Ne segue che gli va assolto dall’imputazione per il reato di cui all’art. 338 c.p., per ciò che concerne le condotte poste in essere nel 1993, al pari che per quelle risalenti all’anno precedente, con la formula “perché il fatto non costituisce reato”. E a cascata, con la medesima formula vanno assolti i coimputati De Donno e Subranni, ai quali in realtà non si contesta la partecipazione materiale ai fatti del ‘93.

E in effetti, della presenza di Subranni v’è traccia solo perché da lui promana la Nota del 28 agosto 1993 — peraltro firmata per suo conto dal Col. Castagna — con cui il Ros, rispondendo all’interpello del 30 luglio, si pronuncia a favore del mantenimento del 41 bis e quindi anche della proroga per tutti i decreti che andavano a scadere il 24 agosto.
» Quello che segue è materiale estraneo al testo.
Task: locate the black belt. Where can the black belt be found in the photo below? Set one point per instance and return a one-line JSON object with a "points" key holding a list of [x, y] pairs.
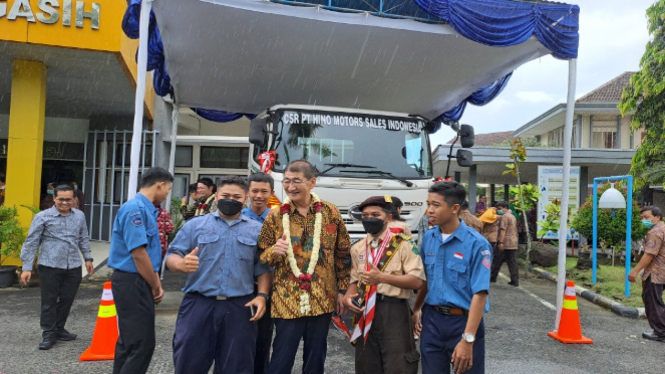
{"points": [[450, 311], [389, 299], [218, 297]]}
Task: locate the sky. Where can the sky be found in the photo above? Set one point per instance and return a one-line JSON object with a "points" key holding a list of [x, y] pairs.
{"points": [[613, 36]]}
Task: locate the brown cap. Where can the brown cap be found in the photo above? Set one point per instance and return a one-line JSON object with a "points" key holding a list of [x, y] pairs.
{"points": [[380, 201]]}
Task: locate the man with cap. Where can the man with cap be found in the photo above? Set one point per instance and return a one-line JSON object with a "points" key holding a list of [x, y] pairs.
{"points": [[386, 268]]}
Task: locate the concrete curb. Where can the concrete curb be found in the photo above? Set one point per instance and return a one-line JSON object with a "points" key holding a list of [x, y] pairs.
{"points": [[605, 302]]}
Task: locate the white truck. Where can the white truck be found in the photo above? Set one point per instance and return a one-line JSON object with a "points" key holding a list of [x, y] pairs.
{"points": [[357, 154]]}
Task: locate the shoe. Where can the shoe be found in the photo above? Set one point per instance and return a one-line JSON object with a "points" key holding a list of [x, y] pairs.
{"points": [[65, 335], [47, 343], [653, 336]]}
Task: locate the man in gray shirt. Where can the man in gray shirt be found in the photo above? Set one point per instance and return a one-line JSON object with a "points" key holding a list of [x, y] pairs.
{"points": [[59, 232]]}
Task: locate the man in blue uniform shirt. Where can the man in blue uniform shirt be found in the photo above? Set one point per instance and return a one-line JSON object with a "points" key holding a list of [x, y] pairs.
{"points": [[261, 188], [217, 317], [136, 256], [449, 308]]}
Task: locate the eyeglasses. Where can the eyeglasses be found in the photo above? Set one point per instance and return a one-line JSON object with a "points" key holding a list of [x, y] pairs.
{"points": [[295, 182]]}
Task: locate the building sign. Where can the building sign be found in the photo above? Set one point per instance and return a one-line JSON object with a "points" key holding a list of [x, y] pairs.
{"points": [[51, 12], [54, 151], [550, 186]]}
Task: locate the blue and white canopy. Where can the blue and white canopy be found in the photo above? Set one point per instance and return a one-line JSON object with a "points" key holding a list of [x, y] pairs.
{"points": [[426, 57]]}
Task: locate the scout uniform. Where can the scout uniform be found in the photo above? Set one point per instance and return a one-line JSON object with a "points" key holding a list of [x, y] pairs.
{"points": [[200, 207], [135, 226], [389, 346], [213, 312], [653, 279], [457, 267], [509, 253]]}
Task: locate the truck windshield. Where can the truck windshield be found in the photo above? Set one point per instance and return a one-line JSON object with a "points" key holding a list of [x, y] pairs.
{"points": [[394, 145]]}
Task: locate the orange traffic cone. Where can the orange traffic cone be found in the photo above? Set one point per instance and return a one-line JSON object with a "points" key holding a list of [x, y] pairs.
{"points": [[570, 328], [106, 330]]}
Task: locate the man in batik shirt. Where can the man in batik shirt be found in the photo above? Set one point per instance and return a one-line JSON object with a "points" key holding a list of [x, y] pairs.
{"points": [[304, 293]]}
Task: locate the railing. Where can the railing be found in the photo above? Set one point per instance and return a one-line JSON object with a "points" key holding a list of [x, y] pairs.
{"points": [[401, 9]]}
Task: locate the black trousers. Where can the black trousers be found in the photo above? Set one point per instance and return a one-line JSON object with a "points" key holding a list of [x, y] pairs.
{"points": [[314, 333], [509, 256], [390, 346], [135, 306], [652, 295], [263, 341], [59, 287]]}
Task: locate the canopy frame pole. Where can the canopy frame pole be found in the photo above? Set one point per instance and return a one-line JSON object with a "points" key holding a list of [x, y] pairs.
{"points": [[567, 150], [175, 119], [142, 64]]}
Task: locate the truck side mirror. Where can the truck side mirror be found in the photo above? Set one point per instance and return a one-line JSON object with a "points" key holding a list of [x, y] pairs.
{"points": [[257, 131], [464, 158], [467, 136]]}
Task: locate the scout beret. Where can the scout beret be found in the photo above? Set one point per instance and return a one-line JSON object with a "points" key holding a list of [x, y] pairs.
{"points": [[380, 201]]}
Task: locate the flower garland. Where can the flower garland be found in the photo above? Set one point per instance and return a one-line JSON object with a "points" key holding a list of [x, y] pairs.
{"points": [[305, 278]]}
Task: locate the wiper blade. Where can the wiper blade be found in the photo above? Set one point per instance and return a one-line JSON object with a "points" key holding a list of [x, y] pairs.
{"points": [[332, 166], [379, 172]]}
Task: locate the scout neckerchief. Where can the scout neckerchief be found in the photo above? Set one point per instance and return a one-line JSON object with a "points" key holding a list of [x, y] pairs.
{"points": [[374, 257], [201, 208]]}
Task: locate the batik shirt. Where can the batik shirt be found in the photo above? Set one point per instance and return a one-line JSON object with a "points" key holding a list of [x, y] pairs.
{"points": [[654, 244], [331, 274]]}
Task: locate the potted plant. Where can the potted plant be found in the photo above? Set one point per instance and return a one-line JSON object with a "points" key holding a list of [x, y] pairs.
{"points": [[12, 236]]}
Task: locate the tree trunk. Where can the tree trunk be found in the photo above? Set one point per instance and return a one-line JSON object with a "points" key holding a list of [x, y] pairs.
{"points": [[526, 222]]}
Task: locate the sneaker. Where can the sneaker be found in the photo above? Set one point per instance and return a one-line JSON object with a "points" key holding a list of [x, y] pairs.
{"points": [[65, 335], [653, 336]]}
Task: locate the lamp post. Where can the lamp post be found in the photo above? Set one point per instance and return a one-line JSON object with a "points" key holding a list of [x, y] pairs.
{"points": [[613, 199]]}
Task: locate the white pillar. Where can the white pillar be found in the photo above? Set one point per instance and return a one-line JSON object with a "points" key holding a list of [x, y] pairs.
{"points": [[142, 64], [563, 230]]}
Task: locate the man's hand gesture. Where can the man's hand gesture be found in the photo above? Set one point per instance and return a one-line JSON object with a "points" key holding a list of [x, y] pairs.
{"points": [[191, 262], [282, 246]]}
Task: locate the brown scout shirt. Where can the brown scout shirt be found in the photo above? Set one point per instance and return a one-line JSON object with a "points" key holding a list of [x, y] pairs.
{"points": [[406, 260], [472, 221], [509, 223], [654, 244]]}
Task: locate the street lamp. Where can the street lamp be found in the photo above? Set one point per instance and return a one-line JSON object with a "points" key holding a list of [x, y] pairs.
{"points": [[612, 199]]}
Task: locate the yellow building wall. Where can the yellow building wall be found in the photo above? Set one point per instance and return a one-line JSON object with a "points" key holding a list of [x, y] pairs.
{"points": [[26, 138]]}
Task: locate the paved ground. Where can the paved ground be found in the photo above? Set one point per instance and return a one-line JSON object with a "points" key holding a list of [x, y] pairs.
{"points": [[517, 328]]}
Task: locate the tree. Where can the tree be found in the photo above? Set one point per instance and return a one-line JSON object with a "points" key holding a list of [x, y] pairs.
{"points": [[518, 155], [645, 98]]}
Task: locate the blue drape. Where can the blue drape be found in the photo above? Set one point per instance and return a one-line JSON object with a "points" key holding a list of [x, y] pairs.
{"points": [[502, 23], [496, 23]]}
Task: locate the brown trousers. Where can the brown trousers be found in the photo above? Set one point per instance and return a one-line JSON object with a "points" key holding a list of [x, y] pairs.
{"points": [[390, 346], [652, 295]]}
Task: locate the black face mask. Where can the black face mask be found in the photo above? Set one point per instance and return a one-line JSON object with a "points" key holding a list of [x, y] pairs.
{"points": [[373, 225], [229, 207]]}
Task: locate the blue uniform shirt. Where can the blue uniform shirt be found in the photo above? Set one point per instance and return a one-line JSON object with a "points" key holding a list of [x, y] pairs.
{"points": [[135, 226], [456, 269], [250, 213], [228, 255]]}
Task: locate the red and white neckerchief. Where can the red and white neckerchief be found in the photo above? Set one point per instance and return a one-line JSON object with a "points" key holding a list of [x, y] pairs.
{"points": [[373, 257]]}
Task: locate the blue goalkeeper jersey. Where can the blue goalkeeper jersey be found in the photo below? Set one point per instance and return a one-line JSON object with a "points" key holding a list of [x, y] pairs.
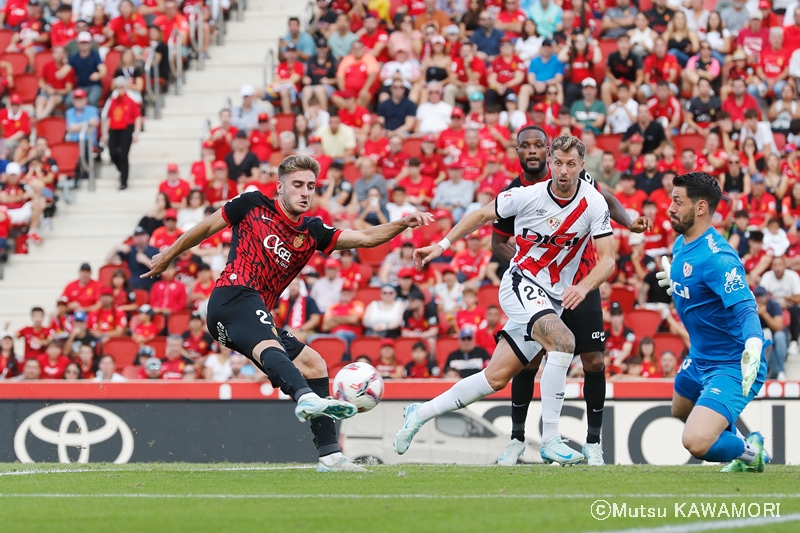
{"points": [[708, 279]]}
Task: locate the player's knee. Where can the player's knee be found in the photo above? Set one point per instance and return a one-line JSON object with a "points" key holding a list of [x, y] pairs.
{"points": [[593, 362]]}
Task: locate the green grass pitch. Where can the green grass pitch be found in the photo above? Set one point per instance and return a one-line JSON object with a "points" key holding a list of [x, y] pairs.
{"points": [[408, 498]]}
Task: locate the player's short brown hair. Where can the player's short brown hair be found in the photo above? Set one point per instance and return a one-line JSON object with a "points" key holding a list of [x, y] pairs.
{"points": [[567, 143], [296, 163]]}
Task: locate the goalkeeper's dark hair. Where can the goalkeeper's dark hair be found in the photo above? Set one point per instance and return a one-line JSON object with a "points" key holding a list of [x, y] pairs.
{"points": [[700, 186]]}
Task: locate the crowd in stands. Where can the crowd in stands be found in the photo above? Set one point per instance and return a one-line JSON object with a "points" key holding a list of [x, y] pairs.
{"points": [[413, 105]]}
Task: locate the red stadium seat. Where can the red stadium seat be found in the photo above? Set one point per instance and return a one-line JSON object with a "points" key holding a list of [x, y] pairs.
{"points": [[53, 129], [5, 38], [27, 86], [106, 272], [19, 62], [131, 372], [644, 323], [668, 342], [332, 349], [142, 296], [444, 347], [694, 141], [178, 322], [374, 256], [40, 60], [412, 146], [285, 122], [369, 346], [488, 295], [123, 349], [366, 295], [624, 295], [609, 142], [159, 344], [66, 155], [403, 349]]}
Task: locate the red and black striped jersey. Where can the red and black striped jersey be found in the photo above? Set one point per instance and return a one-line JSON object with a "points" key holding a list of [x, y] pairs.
{"points": [[505, 226], [268, 250]]}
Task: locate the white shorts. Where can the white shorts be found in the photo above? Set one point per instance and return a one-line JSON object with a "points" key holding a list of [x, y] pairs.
{"points": [[523, 302], [21, 215]]}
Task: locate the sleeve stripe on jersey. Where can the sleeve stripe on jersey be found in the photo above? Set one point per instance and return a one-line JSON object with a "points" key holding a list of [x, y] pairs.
{"points": [[332, 245], [225, 216], [501, 232]]}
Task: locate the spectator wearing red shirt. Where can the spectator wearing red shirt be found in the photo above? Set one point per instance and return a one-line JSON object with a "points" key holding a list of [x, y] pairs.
{"points": [[168, 296], [468, 74], [419, 188], [264, 138], [53, 89], [84, 292], [660, 66], [773, 67], [171, 20], [174, 363], [753, 38], [343, 319], [15, 122], [374, 38], [357, 72], [53, 361], [62, 30], [122, 127], [506, 73], [421, 366], [472, 158], [471, 262], [760, 204], [176, 188], [287, 80], [36, 335], [166, 235], [129, 29], [107, 322], [630, 198]]}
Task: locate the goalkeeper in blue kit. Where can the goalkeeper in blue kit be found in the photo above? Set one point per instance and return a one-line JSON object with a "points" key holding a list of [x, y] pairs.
{"points": [[723, 371]]}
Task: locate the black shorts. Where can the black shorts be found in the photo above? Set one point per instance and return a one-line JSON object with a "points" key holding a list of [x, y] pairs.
{"points": [[238, 319], [586, 323]]}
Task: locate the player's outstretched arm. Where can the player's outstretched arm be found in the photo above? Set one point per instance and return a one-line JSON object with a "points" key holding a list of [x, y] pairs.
{"points": [[601, 272], [465, 226], [190, 239], [620, 215], [380, 234]]}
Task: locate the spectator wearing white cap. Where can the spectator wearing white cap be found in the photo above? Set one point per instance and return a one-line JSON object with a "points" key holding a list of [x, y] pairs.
{"points": [[23, 204], [245, 116], [88, 69]]}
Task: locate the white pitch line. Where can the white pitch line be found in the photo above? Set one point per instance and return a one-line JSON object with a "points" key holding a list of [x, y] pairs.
{"points": [[715, 525], [147, 469], [393, 496]]}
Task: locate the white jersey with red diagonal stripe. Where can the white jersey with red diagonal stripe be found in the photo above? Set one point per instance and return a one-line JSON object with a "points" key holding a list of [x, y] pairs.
{"points": [[551, 233]]}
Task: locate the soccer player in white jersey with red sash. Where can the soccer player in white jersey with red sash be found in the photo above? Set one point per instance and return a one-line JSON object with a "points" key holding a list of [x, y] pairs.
{"points": [[554, 221]]}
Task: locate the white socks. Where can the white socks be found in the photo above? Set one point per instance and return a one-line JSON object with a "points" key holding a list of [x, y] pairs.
{"points": [[552, 385], [468, 390]]}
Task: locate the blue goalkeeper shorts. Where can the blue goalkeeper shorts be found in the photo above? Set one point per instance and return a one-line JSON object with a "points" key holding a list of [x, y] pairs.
{"points": [[718, 387]]}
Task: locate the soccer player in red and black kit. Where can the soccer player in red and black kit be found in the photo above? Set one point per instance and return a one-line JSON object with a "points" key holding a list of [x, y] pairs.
{"points": [[272, 242], [585, 321]]}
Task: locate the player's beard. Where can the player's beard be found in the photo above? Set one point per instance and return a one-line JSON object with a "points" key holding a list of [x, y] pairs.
{"points": [[682, 225]]}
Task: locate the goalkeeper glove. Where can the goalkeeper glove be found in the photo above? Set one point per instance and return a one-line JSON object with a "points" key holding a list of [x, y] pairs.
{"points": [[663, 277], [751, 361]]}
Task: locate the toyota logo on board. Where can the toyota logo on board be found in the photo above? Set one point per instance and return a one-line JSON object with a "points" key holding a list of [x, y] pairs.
{"points": [[82, 439]]}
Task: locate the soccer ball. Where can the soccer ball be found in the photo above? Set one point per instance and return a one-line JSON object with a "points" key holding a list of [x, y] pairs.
{"points": [[359, 384]]}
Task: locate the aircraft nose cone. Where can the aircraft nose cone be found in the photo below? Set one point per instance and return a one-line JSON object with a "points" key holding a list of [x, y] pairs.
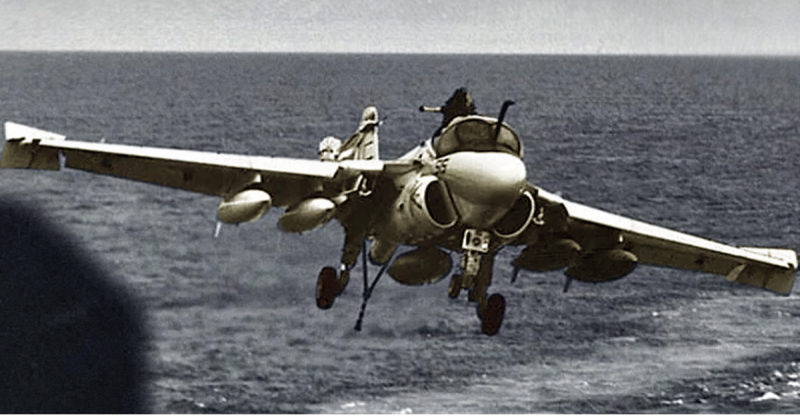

L’allora Capitano De Donno, invece, era addirittura tornato a prestare servizio a Napoli, occupandosi d’altro, a parte qualche proiezione a Palermo per evadere le deleghe conferitegli dalla procura di Palermo per accertamenti sulle dichiarazioni di Vito Ciancimino.

Tuttavia, stante l’inscindibile unità del reato consumatosi in pregiudizio dei governi Amato (destinatario della minaccia quando questa era ancora in itinere) e Ciampi (destinatario ultimo della minaccia ormai perfezionatasi), il contributo prestato nella prima fase - peraltro assai importante, pregnante e addirittura decisiva per i successivi sviluppi - del complessivo iter di realizzazione dell’unico reato, in assenza di qualsiasi elemento da cui poter desumersi che fosse intervenuta una volontaria desistenza e che addirittura si fossero adoperati per impedire che il disegno originariamente concertato venisse portato a compimento, sarebbe sufficiente ad integrare il concorso nel medesimo reato: se quell’apporto fosse stato sorretto da un effettivo intento di contribuire alla sua realizzazione, che invece non vi fu.

Ma ciò che manca in radice è proprio l’elemento soggettivo, avendo essi condiviso per la parte in cui ciascuno dei due vi concorse materialmente o solo “moralmente”, le finalità dell’iniziativa intrapresa da Mori (ovvero, concertata da Mori e De Donno con l’avallo di Subranni).

All’assoluzione segue la revoca delle statuizioni civili adottate dal giudice di prime cure nei riguardi dei tre imputati, e di ogni sanzione accessoria alla condanna.